The "file" output for this executable reported it was statically linked, so there were going to be no dynamic relocation clues to follow. It also mentioned "corrupted section header size", which was weird. "strings", however, gave us some answers:

...
$Info: This file is packed with the UPX executable packer http://upx.sf.net $
...

We downloaded UPX, and decompressed the executable. The new executable was still statically linked, but we could use "strings" to see the insanity it was linked against. The most obvious chunk seemed to be a full copy of OpenSSL.
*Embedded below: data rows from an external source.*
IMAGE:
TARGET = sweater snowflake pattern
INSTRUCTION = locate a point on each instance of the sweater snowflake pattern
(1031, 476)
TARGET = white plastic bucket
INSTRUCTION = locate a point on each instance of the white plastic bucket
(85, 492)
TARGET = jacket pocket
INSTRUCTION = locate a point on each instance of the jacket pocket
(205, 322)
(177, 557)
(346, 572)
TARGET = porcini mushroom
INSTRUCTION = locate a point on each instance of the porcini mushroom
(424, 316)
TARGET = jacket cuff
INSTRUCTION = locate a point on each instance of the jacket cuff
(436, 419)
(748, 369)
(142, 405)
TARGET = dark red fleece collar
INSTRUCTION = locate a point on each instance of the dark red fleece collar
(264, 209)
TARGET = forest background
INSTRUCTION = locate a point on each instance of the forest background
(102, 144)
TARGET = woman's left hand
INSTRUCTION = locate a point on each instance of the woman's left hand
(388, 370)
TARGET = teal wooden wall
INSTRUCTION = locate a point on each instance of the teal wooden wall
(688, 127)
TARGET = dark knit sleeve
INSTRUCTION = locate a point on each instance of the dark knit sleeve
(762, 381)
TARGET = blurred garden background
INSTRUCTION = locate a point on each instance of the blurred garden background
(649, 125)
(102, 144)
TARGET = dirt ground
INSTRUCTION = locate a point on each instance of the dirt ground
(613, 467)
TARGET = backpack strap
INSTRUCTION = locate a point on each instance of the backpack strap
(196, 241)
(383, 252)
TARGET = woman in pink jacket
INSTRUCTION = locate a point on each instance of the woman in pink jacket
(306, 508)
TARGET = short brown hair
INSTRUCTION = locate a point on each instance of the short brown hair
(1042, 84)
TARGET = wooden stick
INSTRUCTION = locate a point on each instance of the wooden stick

Running the client, it reports the following and quits:

Calling Key Builder
Key was built in memory successfully

This means we've got to get a break-point into the program before it clears its memory (or exits), and then we need to find the key in memory.

We first find where the "Key was built..." string is located, and where it is used:

$ objdump -s -j .rodata ./RevEng500Client.uncompressed | grep "Key was"
 8187960 65720000 4b657920 77617320 6275696c  er..Key was buil
$ objdump -d ./RevEng500Client.uncompressed | grep -A1 8187964
 804834a:       68 64 79 18 08          push   $0x8187964
 804834f:       e8 40 12 0e 00          call   0x8129594

Now we set a break point just before (what we assume is) the "printf" call at address 0x804834f. However, the code runs without triggering the break point.

While messing around more with break points in other locations, we see that gdb has reported that the program is threaded. Since we're unable to stop at a break point we know is being called, we shift gears and tell gdb to follow the child thread instead of staying on the parent with the "set follow-fork-mode child" gdb command.

Now following the correct thread, we try again, this time stopping at 0x804834f. From here, we scan through memory, looking for the now-classic two-word key pattern:

(gdb) gcore
^Z
$ strings core.5919 | egrep '^[A-Z][a-z]+ [A-Z][a-z]+$'
Exhibitory Overproduction

Besides identifying important functions by looking for where arguments are being used, another way to deal with static binaries is to find all the "int 0x80" calls. These are the system calls for accessing low-level kernel interfaces. Since these are only the most basic of operations, it is much more limiting than being able to search for shared library calls.